One of the main benefits of using Teman is that the Temanions will update the guardians on their charges from time to time during their shift. Clients who have subscribed to its long-term service, Teman@Home, can have a trial session before deciding on a Temanion.

Family members can choose from six packages: Teman to Health Appointment; Teman to Dialysis Treatment; Teman to Covid-19 Vaccination; Teman Customised Activities; Teman At Home; and Teman At Home (Plus) Package. If guardians are looking for someone to accompany their elderly parents, they can look at Teman Customised Activities and Teman At Home. These packages are designed to delay mental deterioration.

That is why Temanions are encouraged to conduct engaging activities with clients under their care. “We will play simple memory games with clients who are already showing symptoms of dementia. We will usually ask them anything for them to remember, chat with them and then we will ask the same question,” explains Ezzati.

“These small things help the elderly. Usually, the guardians of the elderly [who are already showing signs of dementia] will have games at home to stimulate their brain. We will play games — finding hidden objects in books, sudoku, chess and checkers. We colour and paint too.”

To ensure service excellence, clients are asked to rate the performance of the Temanion before payment is made in full for their service.

Shortage of caregivers

According to the World Bank, Malaysia will be classified as an aged population by 2044, with 14% of the population above 65 years of age. By 2056, the country will be a “super aged society”, with more than 20% of the population above 65.

The population of persons living with dementia, which leaves them dependent on 24-hour care, is estimated to be 204,000 to 264,000 (8.5% to 11%), according to the Alzheimer’s Disease Foundation Malaysia in 2020. This number is projected to increase to between 637,500 and 825,000 by 2050 — a whopping increase of 312% — a prediction largely based on data that show Malaysia is fast becoming an ageing nation, reports the New Straits Times.

Meanwhile, the Association for Residential Aged Care Operators of Malaysia has already expressed its concerns about the acute shortage of caregivers and nurses to assist the community.

Ezzati acknowledges that Teman is equally affected as the business relies completely on youths who are keen to freelance. “It is hard to find people, but it is not because no one is willing to do the job.
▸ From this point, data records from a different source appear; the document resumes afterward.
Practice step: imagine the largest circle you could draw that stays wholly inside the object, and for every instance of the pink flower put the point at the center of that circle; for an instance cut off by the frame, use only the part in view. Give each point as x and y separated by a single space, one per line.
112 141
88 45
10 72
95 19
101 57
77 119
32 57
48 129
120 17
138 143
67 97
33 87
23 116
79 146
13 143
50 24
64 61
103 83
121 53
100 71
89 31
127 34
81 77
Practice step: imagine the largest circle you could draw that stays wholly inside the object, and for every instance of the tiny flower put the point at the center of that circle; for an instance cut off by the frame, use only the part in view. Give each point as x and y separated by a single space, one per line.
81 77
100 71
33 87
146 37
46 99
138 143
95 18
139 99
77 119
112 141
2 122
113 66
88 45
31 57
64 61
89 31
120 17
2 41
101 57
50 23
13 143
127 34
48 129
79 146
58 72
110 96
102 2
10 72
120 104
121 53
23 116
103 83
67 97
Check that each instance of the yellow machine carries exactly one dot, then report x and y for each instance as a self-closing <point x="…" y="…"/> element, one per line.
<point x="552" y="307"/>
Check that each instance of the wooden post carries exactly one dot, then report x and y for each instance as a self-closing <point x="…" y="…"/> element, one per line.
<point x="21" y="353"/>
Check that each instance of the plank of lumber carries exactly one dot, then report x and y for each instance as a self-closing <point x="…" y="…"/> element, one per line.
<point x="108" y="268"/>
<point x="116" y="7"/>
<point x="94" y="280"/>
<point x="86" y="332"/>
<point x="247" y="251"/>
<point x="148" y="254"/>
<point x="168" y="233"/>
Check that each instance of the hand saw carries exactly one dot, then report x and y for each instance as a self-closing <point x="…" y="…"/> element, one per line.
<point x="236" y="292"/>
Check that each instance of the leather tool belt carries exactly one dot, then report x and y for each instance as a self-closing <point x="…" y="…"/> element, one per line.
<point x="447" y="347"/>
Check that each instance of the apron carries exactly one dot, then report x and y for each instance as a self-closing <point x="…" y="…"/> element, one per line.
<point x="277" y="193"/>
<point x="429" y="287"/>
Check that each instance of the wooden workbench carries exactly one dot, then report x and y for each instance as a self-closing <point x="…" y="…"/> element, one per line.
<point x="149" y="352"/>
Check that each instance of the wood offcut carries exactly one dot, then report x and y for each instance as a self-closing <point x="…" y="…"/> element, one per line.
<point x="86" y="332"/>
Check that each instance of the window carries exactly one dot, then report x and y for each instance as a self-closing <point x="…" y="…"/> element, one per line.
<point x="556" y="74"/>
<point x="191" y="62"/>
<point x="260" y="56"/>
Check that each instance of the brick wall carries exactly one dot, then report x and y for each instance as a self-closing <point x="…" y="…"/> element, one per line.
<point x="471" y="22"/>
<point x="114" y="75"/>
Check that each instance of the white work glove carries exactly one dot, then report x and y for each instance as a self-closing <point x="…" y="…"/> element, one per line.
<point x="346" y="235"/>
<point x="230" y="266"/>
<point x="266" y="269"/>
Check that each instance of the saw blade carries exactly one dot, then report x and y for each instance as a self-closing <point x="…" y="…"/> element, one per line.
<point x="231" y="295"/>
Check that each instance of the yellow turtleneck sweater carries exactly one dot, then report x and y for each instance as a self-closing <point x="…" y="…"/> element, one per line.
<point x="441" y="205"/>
We are grateful that we are able to find this valuable bunch of people who are very passionate,” she says.

Some of Teman’s freelancers were the primary caregivers of family members who have passed away. So, they relate most to the service they are providing, says Ezzati. “I feel the need to do this because I see myself using this service in the future,” she adds.

Teman’s services are currently available in major cities in the country; the Klang Valley, Negeri Sembilan, Melaka, Johor, Perak and Penang. Teman@Home services are only available in the Klang Valley and Penang at the moment.

Ezzati aspires to expand Teman’s services nationwide, especially to the East Coast states and Sabah and Sarawak, where many leave their hometowns (and their parents) to work in large cities such as Kuala Lumpur or overseas. She also hopes Teman will be able to contribute to reducing youth unemployment and growing the gig economy by providing more freelance job opportunities.

In the long term, she hopes to expand its services across Southeast Asia. “I’ve always said this to the team, that instead of being Teman Malaysia, we want to be Teman Everywhere.”

It is currently conducting a pilot to offer corporate packages for employees. Similar to existing benefits, companies are able to provide a certain amount of companionship hours for their employees to receive a Temanion’s assistance whenever they need it.

To ensure a safe experience for the elderly to age in place, Teman hopes to extend its services by providing a 24/7 hotline for clients to call whenever they need companionship in the future.

Clients may access Teman’s short-term services through its app, which was launched in May via Google Play Store and the App Store. All clients are required to complete the electronic know-your-customer (e-KYC) process and register service recipients before making any bookings for safety purposes.